United Kingdom, London, Tate Modern, Cecilia Vicuña: Brain Forest Quipu Hyundai Commission, until 16 April 2023
On now until 16 April 2023
Textile can be used for so many purposes. For Cecilia Vicuña, it is a protest and discursion on the plight of indigenous people, our collusion in the rape of the rainforests, and the subsequent impact of climate change. For Vicuña, textile in the form of Quipu— knotted lengths of cloth of all kinds — is nothing less than a vehicle affording a relationship to the cosmos.
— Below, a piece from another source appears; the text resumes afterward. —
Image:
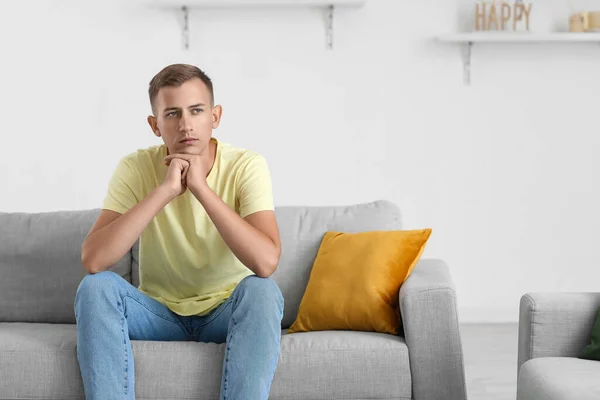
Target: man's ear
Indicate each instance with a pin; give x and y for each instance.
(153, 125)
(217, 112)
In the Turbine Hall at Tate Modern, two, 27-metre-high cloth sculptures, like strange forest lianas, waft delicately in the breeze. Brain Forest Quipu, the seventh annual Hyundai Commission, is made in tones of white through off-white, from skeins of wool, lengths of rope, fishing net, balls of twine, scraps of corrugated packing paper, and lengths of woven cotton and wool— all gently unravelling, pierced by holes redolent of a moth feast. Many are embellished with mudlarking finds from the Thames: clay pipes, shells, wood, and bone. They are a ghostly allusion to a dying world. This installation extends Vicuña’s practice of assembling found, imperfect, modest materials that she calls “precarios,” meaning precarious.
The sculptures are amplified by her soundscapes, co-authored with composer Ricardo Gallo, including birdsong, pan pipes, human song, indigenous music from several areas, and a forest hum. The sounds continue over eight hours, without repeating. They symbolise the earth’s life, in the face of the losses currently happening across the globe. In addition, strategically placed around the building, a series of digital installations give context to the realities now facing indigenous people. Discreetly placed, the installations gently underline the political agenda Vicuña is addressing, letting the sculptures speak for themselves. Vicuña, a Chilean artist, was born 1948. She studied at the Slade, and now lives in both the United States and in Chile. Vicuña has been telling stories through quipu for more than 50 years.
Quipu were used by the Quechua people of the Andes–who did not write —from 2,500 BC until the 16th-century Spanish conquest suppressed their culture. Each quipu consisted of a central cord with many secondary strands. These served to record histories, statistics, and poems (see SELVEDGE issue 68). They offered a tactile relationship to memory, the imaginary, and the universe. According to Vicuña, a quipu is “a poem in space, a way to remember, involving the body and the cosmos at once. A tactile, spatial metaphor for the union of all.”
Vicuña seeks to use alternative knowledge systems, that respect traditional indigenous ones, to form new connections with visitors. This is a lot to demand from textile, but even without an explanation, the two sculptures draw the visitor in to a ghostly,delicate, almost perilous world of mystical connotations. Usually working in colour, the gravity of her commentary here deserves less joyful tones. Many visitors seek to engage with the work through touch, though, sadly, that is forbidden here. Tate Modern have provided two boxes of sample materials for visitors to touch, but these offerings seem something of an afterthought.
Whilst the installation could have taken greater advantage of the size of the Turbine Hall, nonetheless it remains moving; this is a poetic and absorbing cry for engagement that may yet prove more effective than violent protest. I have not seen so many people, so engaged, lying on the floor of the Turbine Hall, since Ai Wei Wei’s Sunflower Seeds installation, in 2010.